Non potevate parlarci prima di procedere all’esclusione dal gruppo Facebook?

«Quella è stata un’auto-esclusione, ha scelto Bruno di non voler più far parte delle Sardine: se in un evento pubblico distruggi, con le tue azioni, tutte i valori fondanti del movimento come puoi restarci dentro? Ad ogni modo, avremmo voluto parlarci: ma subito dopo la sua sceneggiata sul palco è corso via con un gruppo di persone che erano lì per sostenere il suo gesto. L’esclusione dalla pagina Facebook è stata una cautela inevitabile: è una pagina che usa il logo e il motto delle 6.000 Sardine, c’era il rischio che Bruno e il suo gruppo del centro sociale la utilizzassero per scriverci pensieri personali».

C’è rammarico?

«Sono rimasto molto deluso, l’obiettivo era parlare di lavoro, fare da megafono agli immensi problemi che vivono molti operai in Campania. Una piazza del genere non dovrebbe essere mai contestata: le vittime di quello che è successo non sono le Sardine, ma i lavoratori che hanno una vita precaria da anni. A livello personale pure, sono molto deluso da Bruno: la mattina prima della manifestazione era in fabbrica con noi, alla Whirlpool. Abbiamo condiviso insieme il comunicato su De Luca. Nessuno poteva immaginarsi che sarebbe successo, da sempre avevamo lavorato insieme alla causa delle Sardine campane».

Eppure Martirani, definitosi leader delle Sardine campane, dice di essere stato cacciato.

«Non ci può essere nessun leader cacciato perché, banalmente, non esistono leader nelle Sardine. Purtroppo ci sono dei protagonismi che stanno emergendo nei territori e che minacciano l’esistenza stessa delle Sardine, nate per riempire le piazze e non per accendere i riflettori su qualcuno. La nostra colpa è stata non fare assemblee prima di questa piazza, forse ci siamo adagiati un po’ a livello organizzativo dopo la buona riuscita della manifestazione dello scorso 30 novembre».

Qual è la situazione, adesso, nel gruppo campano?

«Le altre Sardine campane sono rimaste tranquille: siamo molto affiatati.
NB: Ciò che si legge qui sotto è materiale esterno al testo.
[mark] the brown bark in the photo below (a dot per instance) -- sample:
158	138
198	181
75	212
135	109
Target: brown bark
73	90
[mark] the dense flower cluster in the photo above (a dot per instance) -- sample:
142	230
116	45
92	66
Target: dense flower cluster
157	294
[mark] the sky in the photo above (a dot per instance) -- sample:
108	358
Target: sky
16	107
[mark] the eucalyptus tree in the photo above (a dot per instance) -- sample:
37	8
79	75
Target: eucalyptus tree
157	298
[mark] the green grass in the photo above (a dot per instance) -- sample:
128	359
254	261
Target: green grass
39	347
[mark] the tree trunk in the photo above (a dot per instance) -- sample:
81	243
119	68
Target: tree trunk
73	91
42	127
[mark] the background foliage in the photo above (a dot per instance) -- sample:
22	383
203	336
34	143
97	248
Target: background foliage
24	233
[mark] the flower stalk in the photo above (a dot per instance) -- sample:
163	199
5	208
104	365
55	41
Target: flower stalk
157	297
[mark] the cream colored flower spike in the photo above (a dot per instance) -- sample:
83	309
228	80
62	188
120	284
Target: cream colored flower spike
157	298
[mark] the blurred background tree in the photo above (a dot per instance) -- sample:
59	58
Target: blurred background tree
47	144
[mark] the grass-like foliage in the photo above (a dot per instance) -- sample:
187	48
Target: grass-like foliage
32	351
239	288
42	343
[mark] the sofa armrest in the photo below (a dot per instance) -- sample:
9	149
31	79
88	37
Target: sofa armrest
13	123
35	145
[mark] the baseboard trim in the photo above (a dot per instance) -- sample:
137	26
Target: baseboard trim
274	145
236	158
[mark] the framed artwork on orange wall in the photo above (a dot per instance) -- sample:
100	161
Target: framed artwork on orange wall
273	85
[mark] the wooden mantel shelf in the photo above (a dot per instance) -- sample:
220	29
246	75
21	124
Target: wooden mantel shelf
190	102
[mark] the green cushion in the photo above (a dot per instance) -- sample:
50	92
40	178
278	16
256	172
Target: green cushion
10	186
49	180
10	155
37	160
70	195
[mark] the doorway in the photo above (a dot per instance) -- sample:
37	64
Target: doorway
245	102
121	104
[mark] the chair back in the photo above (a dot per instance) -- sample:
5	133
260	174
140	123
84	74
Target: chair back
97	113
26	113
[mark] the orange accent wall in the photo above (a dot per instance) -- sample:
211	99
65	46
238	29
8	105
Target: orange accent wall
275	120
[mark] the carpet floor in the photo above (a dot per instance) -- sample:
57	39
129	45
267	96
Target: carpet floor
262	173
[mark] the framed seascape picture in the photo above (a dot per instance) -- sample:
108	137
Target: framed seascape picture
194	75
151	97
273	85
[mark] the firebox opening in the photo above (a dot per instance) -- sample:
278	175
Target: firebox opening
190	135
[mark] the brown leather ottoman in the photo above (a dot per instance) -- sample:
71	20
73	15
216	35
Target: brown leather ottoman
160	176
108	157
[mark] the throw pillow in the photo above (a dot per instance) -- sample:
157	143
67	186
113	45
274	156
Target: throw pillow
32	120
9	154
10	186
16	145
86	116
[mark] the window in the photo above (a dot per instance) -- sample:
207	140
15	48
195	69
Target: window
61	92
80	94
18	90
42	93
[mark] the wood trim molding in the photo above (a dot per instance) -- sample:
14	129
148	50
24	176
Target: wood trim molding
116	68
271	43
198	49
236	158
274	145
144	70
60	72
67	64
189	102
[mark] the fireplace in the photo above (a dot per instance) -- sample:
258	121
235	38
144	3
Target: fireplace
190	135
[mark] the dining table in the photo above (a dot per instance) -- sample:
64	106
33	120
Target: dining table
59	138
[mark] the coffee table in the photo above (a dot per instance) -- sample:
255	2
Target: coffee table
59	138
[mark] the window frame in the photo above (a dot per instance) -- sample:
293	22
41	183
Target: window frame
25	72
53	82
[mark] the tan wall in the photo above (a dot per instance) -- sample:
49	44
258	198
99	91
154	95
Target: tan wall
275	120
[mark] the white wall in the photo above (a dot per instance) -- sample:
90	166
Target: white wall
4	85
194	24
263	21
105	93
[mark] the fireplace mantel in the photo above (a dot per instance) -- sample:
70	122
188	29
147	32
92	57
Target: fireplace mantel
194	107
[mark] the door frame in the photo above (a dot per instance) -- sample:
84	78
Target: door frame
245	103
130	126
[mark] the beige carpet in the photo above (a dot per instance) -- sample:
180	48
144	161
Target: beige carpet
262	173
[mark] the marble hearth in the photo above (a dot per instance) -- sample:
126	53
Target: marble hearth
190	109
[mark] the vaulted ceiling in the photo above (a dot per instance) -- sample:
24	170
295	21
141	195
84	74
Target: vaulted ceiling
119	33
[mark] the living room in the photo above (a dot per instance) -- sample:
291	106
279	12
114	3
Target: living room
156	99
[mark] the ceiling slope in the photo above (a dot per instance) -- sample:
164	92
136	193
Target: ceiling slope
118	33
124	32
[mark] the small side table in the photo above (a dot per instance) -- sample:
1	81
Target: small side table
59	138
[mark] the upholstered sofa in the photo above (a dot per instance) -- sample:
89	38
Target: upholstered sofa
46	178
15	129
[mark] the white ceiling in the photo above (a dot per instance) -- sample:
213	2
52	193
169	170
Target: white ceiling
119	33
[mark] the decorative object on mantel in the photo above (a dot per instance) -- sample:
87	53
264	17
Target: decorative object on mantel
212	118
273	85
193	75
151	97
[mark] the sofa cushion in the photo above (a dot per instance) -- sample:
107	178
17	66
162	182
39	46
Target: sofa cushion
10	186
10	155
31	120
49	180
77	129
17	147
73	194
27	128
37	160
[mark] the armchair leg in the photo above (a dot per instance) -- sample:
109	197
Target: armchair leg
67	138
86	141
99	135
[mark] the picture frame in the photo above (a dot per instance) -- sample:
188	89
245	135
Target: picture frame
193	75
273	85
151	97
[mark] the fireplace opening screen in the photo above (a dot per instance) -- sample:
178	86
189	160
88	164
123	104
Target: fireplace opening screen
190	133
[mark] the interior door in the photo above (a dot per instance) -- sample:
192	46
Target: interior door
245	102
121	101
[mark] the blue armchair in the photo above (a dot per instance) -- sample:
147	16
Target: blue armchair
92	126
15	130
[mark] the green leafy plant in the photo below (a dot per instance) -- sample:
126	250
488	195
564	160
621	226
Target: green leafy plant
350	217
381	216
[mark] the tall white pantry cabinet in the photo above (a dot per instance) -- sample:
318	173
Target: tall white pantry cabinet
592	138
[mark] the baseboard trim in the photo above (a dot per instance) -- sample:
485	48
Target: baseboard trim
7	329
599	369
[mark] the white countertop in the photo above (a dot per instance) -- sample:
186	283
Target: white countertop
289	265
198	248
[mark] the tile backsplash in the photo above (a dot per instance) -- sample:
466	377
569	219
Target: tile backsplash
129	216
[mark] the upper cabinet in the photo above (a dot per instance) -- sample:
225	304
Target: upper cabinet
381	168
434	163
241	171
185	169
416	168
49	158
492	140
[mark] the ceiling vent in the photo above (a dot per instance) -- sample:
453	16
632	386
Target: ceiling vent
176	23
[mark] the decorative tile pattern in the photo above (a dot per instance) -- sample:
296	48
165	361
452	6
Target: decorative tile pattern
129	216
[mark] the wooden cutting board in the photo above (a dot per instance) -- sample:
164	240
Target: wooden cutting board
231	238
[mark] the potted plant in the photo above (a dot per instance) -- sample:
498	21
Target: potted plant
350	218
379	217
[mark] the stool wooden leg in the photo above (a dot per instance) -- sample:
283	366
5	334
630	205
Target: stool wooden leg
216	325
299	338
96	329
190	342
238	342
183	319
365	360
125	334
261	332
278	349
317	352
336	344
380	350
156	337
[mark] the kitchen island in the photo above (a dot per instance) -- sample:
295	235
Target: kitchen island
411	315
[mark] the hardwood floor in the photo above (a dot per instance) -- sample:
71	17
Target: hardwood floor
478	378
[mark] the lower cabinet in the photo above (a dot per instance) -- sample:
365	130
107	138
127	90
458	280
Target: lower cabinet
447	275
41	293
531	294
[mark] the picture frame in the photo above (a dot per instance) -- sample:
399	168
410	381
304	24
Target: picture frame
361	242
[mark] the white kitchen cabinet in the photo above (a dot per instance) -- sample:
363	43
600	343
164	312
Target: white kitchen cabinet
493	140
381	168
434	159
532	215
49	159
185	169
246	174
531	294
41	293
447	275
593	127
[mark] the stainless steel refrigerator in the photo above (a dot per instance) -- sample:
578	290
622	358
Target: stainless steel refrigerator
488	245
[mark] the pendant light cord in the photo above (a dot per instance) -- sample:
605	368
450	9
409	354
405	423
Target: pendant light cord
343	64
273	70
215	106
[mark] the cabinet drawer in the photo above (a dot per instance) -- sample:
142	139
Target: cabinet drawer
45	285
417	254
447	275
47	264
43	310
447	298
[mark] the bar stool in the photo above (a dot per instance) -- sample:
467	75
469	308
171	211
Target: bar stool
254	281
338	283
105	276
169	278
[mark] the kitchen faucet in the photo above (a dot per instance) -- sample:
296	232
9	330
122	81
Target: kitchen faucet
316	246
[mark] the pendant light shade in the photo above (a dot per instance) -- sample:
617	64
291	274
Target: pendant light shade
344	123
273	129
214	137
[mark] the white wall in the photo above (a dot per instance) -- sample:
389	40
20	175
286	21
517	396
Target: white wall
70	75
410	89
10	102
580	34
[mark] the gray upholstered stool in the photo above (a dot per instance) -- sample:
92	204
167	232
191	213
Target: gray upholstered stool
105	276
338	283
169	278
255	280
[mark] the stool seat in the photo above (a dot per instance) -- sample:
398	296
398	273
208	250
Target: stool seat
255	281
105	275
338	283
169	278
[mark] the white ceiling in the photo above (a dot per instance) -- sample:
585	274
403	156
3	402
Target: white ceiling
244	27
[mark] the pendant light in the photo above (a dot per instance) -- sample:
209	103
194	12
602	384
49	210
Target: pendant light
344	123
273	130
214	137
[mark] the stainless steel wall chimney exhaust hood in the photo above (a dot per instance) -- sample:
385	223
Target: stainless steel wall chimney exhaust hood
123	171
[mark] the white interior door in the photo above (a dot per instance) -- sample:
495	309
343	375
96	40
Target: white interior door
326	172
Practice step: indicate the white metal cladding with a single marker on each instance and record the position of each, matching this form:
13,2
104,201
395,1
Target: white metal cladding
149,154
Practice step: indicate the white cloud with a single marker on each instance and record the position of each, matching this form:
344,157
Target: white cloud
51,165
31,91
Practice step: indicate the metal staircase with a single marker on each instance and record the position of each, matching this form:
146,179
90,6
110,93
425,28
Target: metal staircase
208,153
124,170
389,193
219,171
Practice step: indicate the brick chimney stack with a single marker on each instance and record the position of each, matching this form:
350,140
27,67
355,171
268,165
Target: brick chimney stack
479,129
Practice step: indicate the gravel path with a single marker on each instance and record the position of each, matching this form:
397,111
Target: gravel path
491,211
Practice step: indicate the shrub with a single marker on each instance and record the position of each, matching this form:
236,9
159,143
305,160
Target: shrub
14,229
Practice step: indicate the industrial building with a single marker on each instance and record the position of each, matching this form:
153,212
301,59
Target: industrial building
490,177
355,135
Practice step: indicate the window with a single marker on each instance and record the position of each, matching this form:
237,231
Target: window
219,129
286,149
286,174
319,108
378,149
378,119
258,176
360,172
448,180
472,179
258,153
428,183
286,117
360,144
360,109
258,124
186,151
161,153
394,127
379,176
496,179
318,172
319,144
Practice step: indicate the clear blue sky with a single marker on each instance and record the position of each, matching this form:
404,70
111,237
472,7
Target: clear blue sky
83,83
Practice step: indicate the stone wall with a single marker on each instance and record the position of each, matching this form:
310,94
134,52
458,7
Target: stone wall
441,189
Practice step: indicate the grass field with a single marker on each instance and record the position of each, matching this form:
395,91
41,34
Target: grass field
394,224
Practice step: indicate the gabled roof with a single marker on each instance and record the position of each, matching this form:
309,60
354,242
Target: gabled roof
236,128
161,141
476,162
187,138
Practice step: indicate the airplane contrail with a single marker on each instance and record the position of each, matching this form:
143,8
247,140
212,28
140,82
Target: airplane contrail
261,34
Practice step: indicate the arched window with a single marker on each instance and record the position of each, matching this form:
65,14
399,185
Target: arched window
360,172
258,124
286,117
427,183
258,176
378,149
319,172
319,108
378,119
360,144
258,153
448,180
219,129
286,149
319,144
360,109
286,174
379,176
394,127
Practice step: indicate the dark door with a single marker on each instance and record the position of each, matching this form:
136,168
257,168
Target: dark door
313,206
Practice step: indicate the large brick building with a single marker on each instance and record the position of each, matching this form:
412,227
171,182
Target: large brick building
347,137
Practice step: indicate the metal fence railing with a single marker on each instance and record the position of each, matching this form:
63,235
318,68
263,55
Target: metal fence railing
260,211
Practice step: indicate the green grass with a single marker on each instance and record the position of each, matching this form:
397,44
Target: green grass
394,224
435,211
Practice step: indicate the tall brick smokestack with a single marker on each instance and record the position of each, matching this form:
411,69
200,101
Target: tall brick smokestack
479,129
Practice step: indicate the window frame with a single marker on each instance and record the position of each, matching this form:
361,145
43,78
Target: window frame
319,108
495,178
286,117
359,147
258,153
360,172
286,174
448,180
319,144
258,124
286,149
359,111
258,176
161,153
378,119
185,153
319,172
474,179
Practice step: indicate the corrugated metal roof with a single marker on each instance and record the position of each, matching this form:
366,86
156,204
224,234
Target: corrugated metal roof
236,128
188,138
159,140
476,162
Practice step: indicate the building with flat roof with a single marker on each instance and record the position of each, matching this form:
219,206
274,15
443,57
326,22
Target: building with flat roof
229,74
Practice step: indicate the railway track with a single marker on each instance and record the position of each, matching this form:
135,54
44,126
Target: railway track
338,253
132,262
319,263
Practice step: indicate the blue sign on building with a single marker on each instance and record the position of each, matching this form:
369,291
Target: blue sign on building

Ci incontreremo il prossimo weekend per organizzare un paio, forse tre assemblee pubbliche perché è arrivato il momento di aprirci e parlare con chiunque sia interessato a discutere di anti-camorra, ambiente, lavoro. Ho in mente un sistema di assemblee per alimentare la massima partecipazione. Non siamo un “io”, non dobbiamo essere come i grandi partiti che si rinchiudono nei palazzi. Noi siamo “gente”, sim romanticism, sim creatività: la grande bellezza delle Sardine è la piazza, di nuovo, piena di persone comuni».